Küste, Stadt und Saison

In der Hochsaison zahlt sich die zweite Sprache selbst: weniger Zeit am Tisch, um das Menü zu erklären, weniger zurückgebrachte Gerichte. In der Nebensaison kannst du die Übersetzungen veröffentlicht lassen; sie belegen kein Papier im Lager. Öffnest du im November nicht, deckt der Servicehinweis die Schließung ab, ohne das Englisch zu löschen.

Übersetze Eigennamen von Gerichten nicht, wenn sie Hausmarke sind. Übersetze Beschreibung und Allergene. Halte die Währung der Karte klar (Euro als Standard, unabhängig von Stripe). Mische dem Gast keine Preise in zwei Währungen auf derselben Karte.

Statistiken (Premium) sagen dir, ob die Karte geöffnet wird, nicht ob der Steinbutt gut ist. Wenn die Aufrufe hoch sind und ein Gericht trotzdem liegen bleibt, liegt es oft an Foto oder Preis — oder daran, dass die Übersetzung unklar ist.
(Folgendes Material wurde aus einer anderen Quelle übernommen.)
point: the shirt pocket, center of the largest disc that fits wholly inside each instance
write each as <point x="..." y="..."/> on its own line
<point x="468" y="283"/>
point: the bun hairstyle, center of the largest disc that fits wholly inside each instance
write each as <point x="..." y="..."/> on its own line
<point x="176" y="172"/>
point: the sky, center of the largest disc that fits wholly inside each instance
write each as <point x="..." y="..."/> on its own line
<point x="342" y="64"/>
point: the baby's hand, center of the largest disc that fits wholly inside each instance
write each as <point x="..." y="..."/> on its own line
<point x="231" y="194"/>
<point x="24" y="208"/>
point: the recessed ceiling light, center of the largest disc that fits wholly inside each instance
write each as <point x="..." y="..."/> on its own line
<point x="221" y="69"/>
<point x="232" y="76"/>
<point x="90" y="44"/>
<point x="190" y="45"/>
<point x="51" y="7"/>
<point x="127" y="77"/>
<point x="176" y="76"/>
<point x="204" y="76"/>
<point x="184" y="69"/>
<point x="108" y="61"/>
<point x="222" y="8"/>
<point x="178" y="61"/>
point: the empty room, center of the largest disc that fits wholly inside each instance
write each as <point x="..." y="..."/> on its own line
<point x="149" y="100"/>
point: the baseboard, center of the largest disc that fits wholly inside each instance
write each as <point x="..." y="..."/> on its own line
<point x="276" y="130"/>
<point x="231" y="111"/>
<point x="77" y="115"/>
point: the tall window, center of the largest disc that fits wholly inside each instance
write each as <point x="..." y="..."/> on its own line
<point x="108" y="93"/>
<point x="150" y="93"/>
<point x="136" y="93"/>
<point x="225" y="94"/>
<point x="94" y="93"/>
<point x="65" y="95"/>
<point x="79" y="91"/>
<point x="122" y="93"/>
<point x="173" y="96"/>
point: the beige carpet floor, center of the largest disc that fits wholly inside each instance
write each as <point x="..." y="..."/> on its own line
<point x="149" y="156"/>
Das ersetzt nicht die Frage im Service: „Konnte er die Karte öffnen?“

So veröffentlichst du ohne Chaos

  1. Lege die Hauptsprache des Lokals fest (die von Service und Küche).
  2. Füge ein Extra hinzu (fast immer Englisch) und übersetze Kategorien plus Top 15.
  3. Prüfe Allergene: Das Icon ersetzt nicht den Rechtstext, wohl aber das „Gluten?“ an jedem Tisch.
  4. Teste den Schalter auf einem echten Handy und lade neu: Er soll die Sprache merken.
  5. Zeig dem Team, wo die Flagge sitzt; wenn sie sie nicht sehen, bieten sie sie nicht an.

Der QR-Code ändert sich nicht, wenn du eine Sprache ergänzt. Derselbe 600×600-Download aus dem Tarif Kostenlos bleibt gültig. Du druckst keine dreisprachige Auflage und wirfst sie nicht weg, wenn der Fisch teurer wird. Du speicherst den Preis einmal; der Gast wählt die Flagge. Das ist eine Karte für Touristen, die den Service nicht zum Dolmetscher macht.